I am a little confused as to what is the dynamics of the situation. I have noted while using storyboards, that you set reference to weak, hence the class looks like this, also what I would call case 1:

Case 1

class SomeClass : UIViewController {
    @IBOutlet weak var nameLabel : UILabel!

    override func viewDidLoad() {
        nameLabel.text = "something."  
    }  
}

Here, the label has one-to-one weak reference with the ViewController, and as soon as the Controller is changed, reference is broken (memory dealloc) since it is weak. Hence, no issues related to the memory.

Pardon me if the above statement is wrong or loosely held. I would be glad if someone confirms my assumption or counters it.


My question is about the second case however, where I do not use storyboards and class looks like below:

Case 2

class SomeClass : UIViewController {
    var nameLabel : UILabel = {

      let label = UILabel()
      label.translatesAutoresizingMaskIntoConstraints = false
      return label

    }()

    override func viewDidLoad() {
        view.addSubView(nameLabel)
        // view.addConstraints...
    }  
}

For the above case, My assumption is that the ViewController has one-on-one strong reference with the label, and the view inside ViewController also has strong reference with the label.. If the class is changed/ label is removed from subview.. then I think the memory would not be deallocated. Or at least the view controller will maintain a strong reference to the label (as per the docs.)

I confirmed this by removing label from view's subviews and printing out the label (It gave me an instance of UILabel with frame that was at 0 origin and 0 size.) hence an instance that isn't nil.

The only thing I could gather from this was that although the label was removed from UIView, it still maintained a strong reference with the controller, hence permanent state in memory. Am I right?

If this is the case. How should I prevent my code from having such memory issues? The bigger problem is that if I declare my variable like so, I get a nil while adding it as a subview of main view in controller.

    weak var nameLabel : UILabel = {

      let label = UILabel()
      label.translatesAutoresizingMaskIntoConstraints = false
      return label

    }()

If declaring variables like in the second case can cause permanent strong references how should I declare them instead to not have memory issues?
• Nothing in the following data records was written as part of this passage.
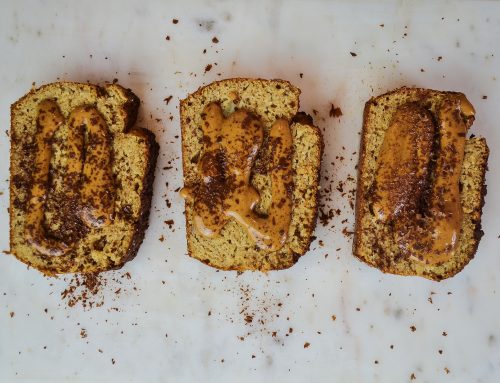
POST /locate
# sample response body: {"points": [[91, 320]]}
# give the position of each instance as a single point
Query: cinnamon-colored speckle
{"points": [[335, 111]]}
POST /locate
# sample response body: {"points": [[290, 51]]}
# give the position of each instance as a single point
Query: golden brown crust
{"points": [[395, 266], [129, 104], [293, 256]]}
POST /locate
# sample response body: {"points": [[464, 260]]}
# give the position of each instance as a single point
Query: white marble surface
{"points": [[177, 320]]}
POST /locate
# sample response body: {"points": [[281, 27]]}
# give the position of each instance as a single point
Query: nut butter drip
{"points": [[48, 122], [403, 165], [431, 234], [97, 191], [231, 146], [87, 187]]}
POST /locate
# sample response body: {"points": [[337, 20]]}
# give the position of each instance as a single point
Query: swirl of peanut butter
{"points": [[88, 183], [430, 235], [230, 149], [97, 191]]}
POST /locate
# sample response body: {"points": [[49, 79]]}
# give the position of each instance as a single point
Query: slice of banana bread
{"points": [[376, 241], [81, 178], [264, 102]]}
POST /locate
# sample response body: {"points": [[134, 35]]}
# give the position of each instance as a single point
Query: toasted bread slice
{"points": [[374, 241], [114, 174], [232, 249]]}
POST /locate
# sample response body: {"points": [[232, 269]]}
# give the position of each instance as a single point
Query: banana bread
{"points": [[421, 184], [271, 150], [81, 178]]}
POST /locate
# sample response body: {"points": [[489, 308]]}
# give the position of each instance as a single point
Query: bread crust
{"points": [[130, 110], [361, 201], [307, 121]]}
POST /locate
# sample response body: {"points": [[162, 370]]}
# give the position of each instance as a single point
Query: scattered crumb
{"points": [[335, 112]]}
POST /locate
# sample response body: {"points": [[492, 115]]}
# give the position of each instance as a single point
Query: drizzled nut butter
{"points": [[416, 189], [230, 148], [87, 189]]}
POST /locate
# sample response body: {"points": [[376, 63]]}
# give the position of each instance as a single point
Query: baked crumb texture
{"points": [[374, 242], [270, 100], [134, 156]]}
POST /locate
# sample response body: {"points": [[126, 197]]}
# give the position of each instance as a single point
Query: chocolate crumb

So to conclude, my question is:

In cases where no storyboard outlets are used, and variables are strongly referenced to the view controller, will these references cause memory issues?

If so, what code declaration practice must I follow?

If not so, please provide thoughtful arguments with valid explanations to counter it.


Again, pardon me if I am incorrect anywhere.

Thank you in advance.

like image 425
Akshansh Thakur Avatar asked Jul 13 '16 08:07

Akshansh Thakur


1 Answers

The only thing I could gather from this was that although the label was removed from UIView, it still maintained a strong reference with the controller, hence permanent state in memory. Am I right?

No. There's no big issue here.

The label has no strong reference to the view controller — if it did, that would be a retain cycle and would cause both the label and the view controller to leak. For this very reason, a view should never keep a strong reference to its view controller.

Here, however, it's the other way around: the view controller has a strong reference to the label. That's fine. It's true that the label therefore stays in existence after it has been removed from its superview. But that might not be bad. In many cases, it's good! For example, suppose you intend to put the label back into the interface later; you will need to have retained it.

If you are sure you won't need to keep the label around later, then simply use an Optional wrapping a UILabel as your instance property. That way, you can assign nil to the label instance property when you're done with it, and the label will go out of existence.

But in any case there is no leak here and you should just stop worrying. When the view controller goes out of existence, the label will go out of existence too. The label lived longer than it had to, but that's tiny and unimportant on the grand scale of things.